In this article I will provide some background to character sets and character encodings. The focus is on what is needed to work with XML parsers, as a preliminary to further articles in the series. For this reason there are some areas (glyphs and representation for example) that have not been covered.
It is impossible to work with XML and not come across the subject of character encodings. If XML is the markup language for a document and characters are the atoms that make up the document, then XML will need to have intimate knowledge of how the document is encoded, in order to understand what a character is in this document.
And given the multitude of platforms, operating systems and serialisation formats, that is no simple task. The design of the Universal Character Set (or Unicode) was an attempt to standardise how a character was represented in a computer and is thus an important part of making XML a standard that is not dependent on any underlying implementation. The various Universal Transformation Formats (UTF) are a way of standardising how the UCS is encoded in a serial format.
In the beginning were the dot and the dash… probably the earliest form of character set and encoding was that used by Morse for the telegraph, back in 1844, when he sent the famous first message from Washington to Baltimore ("WHAT HATH GOD WROUGHT"). Although not related to any base 2 encoding, Morse code was the first attempt to represent alphabetic characters as a series of bits (or, in this case, dots and dashes) . Morse code was a varying length code, using one bit for the common characters "E" and "T" and up to 6 bits for some punctuation characters. And, yes, I am using the term "bit" rather loosely here.
Morse code worked well for human operators, but for mechanical processing, a fixed length code would be a great improvement and in 1874 Baudot came up with a fixed length, 5 bit code to represent characters. By defining a "shift-in" key, he managed to get about 60 characters/numbers out of the coding.

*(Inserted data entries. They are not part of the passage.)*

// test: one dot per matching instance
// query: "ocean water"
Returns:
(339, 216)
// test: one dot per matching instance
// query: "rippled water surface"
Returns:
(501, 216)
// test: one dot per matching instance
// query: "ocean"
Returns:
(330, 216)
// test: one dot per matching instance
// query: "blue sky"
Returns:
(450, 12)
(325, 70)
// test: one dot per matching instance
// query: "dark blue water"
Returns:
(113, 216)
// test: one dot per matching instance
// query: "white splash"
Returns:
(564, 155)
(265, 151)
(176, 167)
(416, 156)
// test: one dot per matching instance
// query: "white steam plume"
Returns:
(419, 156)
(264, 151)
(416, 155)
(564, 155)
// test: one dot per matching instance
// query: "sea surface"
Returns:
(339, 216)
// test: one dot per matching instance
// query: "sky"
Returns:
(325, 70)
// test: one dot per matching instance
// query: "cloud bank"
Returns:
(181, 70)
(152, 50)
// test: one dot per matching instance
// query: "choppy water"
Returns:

The mechanics of reading and writing this code were handled by a horrendously complicated piece of apparatus, the "keyboard" being operated by five fingers (two from the left hand and three from the right) and resembling a very short piano.

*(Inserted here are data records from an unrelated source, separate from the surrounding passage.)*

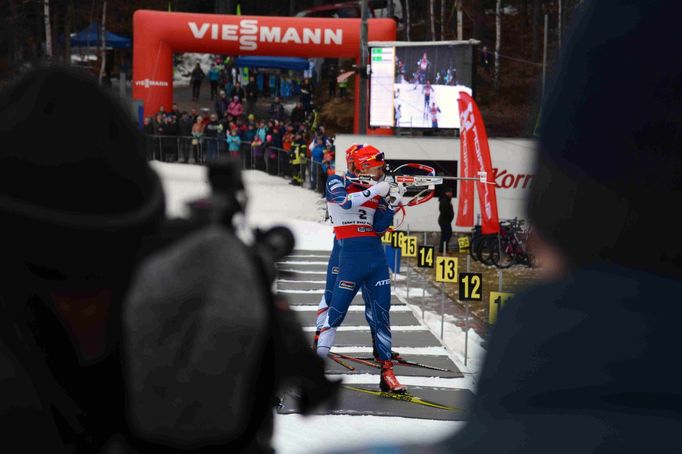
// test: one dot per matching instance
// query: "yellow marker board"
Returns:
(397, 239)
(497, 300)
(409, 246)
(446, 269)
(463, 243)
(425, 256)
(470, 286)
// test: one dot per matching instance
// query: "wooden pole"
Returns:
(544, 59)
(104, 42)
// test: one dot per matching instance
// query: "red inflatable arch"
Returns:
(157, 35)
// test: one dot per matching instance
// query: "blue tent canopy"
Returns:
(300, 64)
(91, 37)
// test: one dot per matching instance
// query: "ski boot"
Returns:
(388, 382)
(375, 352)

Around the turn of the century a New Zealander, Donald Murray, developed something that more closely resembles a typewriter, using codes based on the Baudot set. The main criterion for the layout of the codes was that common characters should create the least amount of mechanical movement, so the letter "E" had the value 1 (followed by "A", "S" and "U"). The Western Union Telegraph Company licensed the technology from Murray, and with a few changes to the code, it was to remain as it was into the 1950’s. In the 1930’s the French standards institute took the Baudot/Murray code and used it as the basis for the ITA2 standard ("International Telegraphy Alphabet Nr.2", I have no idea what happened to Nr.1).

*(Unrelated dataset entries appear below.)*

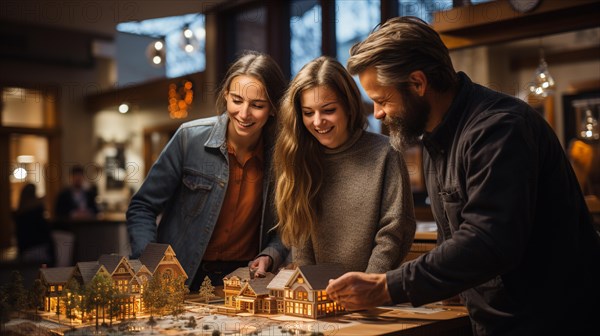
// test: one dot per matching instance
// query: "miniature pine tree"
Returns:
(151, 322)
(192, 323)
(38, 293)
(5, 309)
(207, 290)
(155, 296)
(72, 299)
(177, 291)
(17, 295)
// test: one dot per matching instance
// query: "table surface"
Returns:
(435, 319)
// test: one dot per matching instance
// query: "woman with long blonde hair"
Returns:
(343, 194)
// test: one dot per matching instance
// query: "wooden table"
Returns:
(429, 320)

So far none of the codes make any use of lower case characters or of formatting codes, although ITA2 did have codes for CR and LF. It was left to the U.S. military to come up with a larger code set that would contain the full set of upper and lower case English characters, with numerals, punctuation and a set of control characters. It was known as FIELDATA and can be seen as the precursor to the ASCII set, the alphabetic characters being in sorted order ("a" - "z") and the numerals in numeric order. It was a 6-bit code (the standard size of a character in those days).
In June 1963, on the basis of the FIELDATA codes, the American Standards Institute (in reality IBM and AT&T) created the ASCII-63 standard (American Standard Code for Information Interchange). ASCII-63 is almost recognizable to us, the control codes are all below 0x20, space is 0x20 and then follow the numbers, punctuation and upper case characters (with "A" as 0x41). The only glaring omission in ASCII-63 is that there are no lower case characters!
In October 1963 the ISO standards body decided that the world needed lower case characters so these were added in, some minor changes made to the punctuation characters and released the standard as ECMA-6. In 1967 the ASA adopted the ECMA-6 and they released it as ASCII-1967, a 7-bit code containing 128 character codes that has remained in use until today.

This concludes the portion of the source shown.